1. I am paying $300 per week in child support for my two children. However, I just lost my job at GM. Can I now go back to court to try to get my child support reduced?
The family courts are swamped with motions to reduce child support or alimony based on the grounds that a spouse has lost a high paying job. Moreover, in many divorce cases a key issue is whether a spouse is underemployed. Many non-custodial parents believe that they should not work really hard because all of their money is going to be garnished anyway. Many non-custodial parent frequently believes that there is no point in working hard because they will never see his paycheck anyway.In the above scenario, you certainly can file a Lepis motion to seek a reduction of your child support. However, you will have to submit a very well prepared and detailed motion. Any person who is filing a motion to reduce child support based on the grounds of unemployment or underemployment, should retain copies of any termination notices, severance letters, covers letters seeking employment, list of appointments and interviews, job searches and a calender of any daily efforts that were made to find any suitable job. Moreover, you should keep your ex-wife appraised of any of your efforts to find another job.
In my experience, most judges are now granting many Lepis applications based on the grounds of unemployment or underemployment. However, most judges will only grant the applicant a temporary reduction in child support. Most judges will insert into any order that any reduction shall last for only six months, and that their case shall be reviewed once again in six months. The court will want to review the parties’ financial situation in six months in the future to assess whether the underemployed spouse has found another suitable job. Moreover, the court will want to review the unemployed/underemployed spouses efforts to find suitable employment. In theory this is an excellent idea.
All parents should have a strong incentive to keep searching for a decent paying job to support their children.

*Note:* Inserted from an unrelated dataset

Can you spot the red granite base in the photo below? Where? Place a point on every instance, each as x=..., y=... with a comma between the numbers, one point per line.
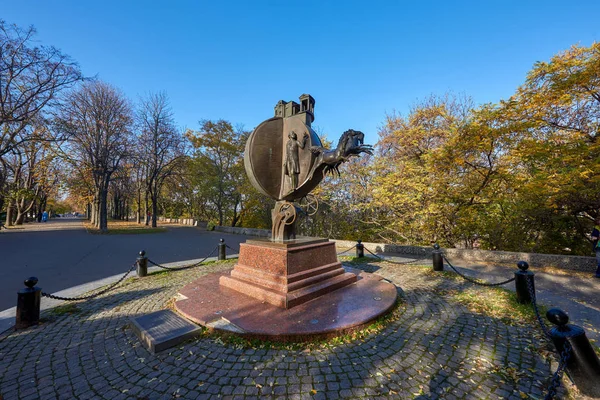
x=206, y=302
x=286, y=274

However, this type of order leaves the case open, and many New Jersey families are forced to live in a state of perpetual Lepis litigation. The happy family life as illustrated in the Brady Bunch has been replaced by ex-husbands and wives constantly litigating with each other over Lepis motions, college contribution motions, and applications to terminate alimony. Has life really gotten better since the 70’s? I don’t think so!
2. My wife and I are getting divorced. My wife refuses to hit the pavement and find a decent job. Will the court impute any income to her when it determines a child support award?
This issue is frequently raised in many cases. However, for most husbands they are fighting a losing battle. In most scenarios wherein a wife is a stay at home mom, the court will only impute an insubstantial amount of income to her. If you are insisting that the court impute income to a stay at home mom, then you are waging a battle that you can’t win. The better course of action is to insist on inserting language into the PSA that provides that the issues of child support and alimony will be automatically revisited once the children reach a certain age. Moreover, the payor spouse can insist on language being placed in the PSA that provides that the recalculation of family support shall be automatic, and not subject to the progeny of Lepis cases.
3. I am a divorced father of two girls. I am also a successful lawyer and I earn a six-figure salary. However, I can no longer stand being a lawyer, and I want to go into the teaching field. What are my chances of getting my $400 per week child support obligation(s) reduced if I change fields?
This is an issue that is also frequently litigated in the family courts. A person has a right to pursue work that they enjoy. You should not have to work in a field that you hate. However, your freedom of choice as to how to live your life is counter balanced by the Child Support Guidelines. The Child Support Guidelines Appendix IX-A specifically provide that a person can have income imputed to him if he is found to be voluntarily underemployed.
The seminal case on this issue is Lynn v. Lynn, 165 N.J. Super. 328 (App. Div. 1979). Here, the court looked beyond the husband’s reduced earnings to determine his child support. The court made this decision even though it held that Dr. Lynn made a career change in good faith, and not to avoid paying child support. Here, Dr. Lynn made a major decision to change medical careers from oncology to psychiatry. However, by making this career change, he would have to take three before he could return to the practice of medicine. The court accepted Dr. Lynn’s position why he wanted to make a career change. However, the court still refused to reduce his child support payments. The court reasoned that Dr. Lynn still had significant savings to enable him to pay his child support.
In summary, your application to reduce child support would probably be “shot down.” Applications to reduce child support if the lost of income is voluntary are very carefully scrutinized. The judges simply do not like to take “food” out of the children’s mouths. Most judges believe that the child support guidelines are real low. Thus, there is an inherent bias in the courts to be very reluctant to reducing any child support. The only way you have a chance to be successful is if you can provide some strong evidence that it would be harmful to your mental health if you remain in your profession. Moreover, you will have to provide proof that in the long run your new found field of employment will enable you to better provide for your family.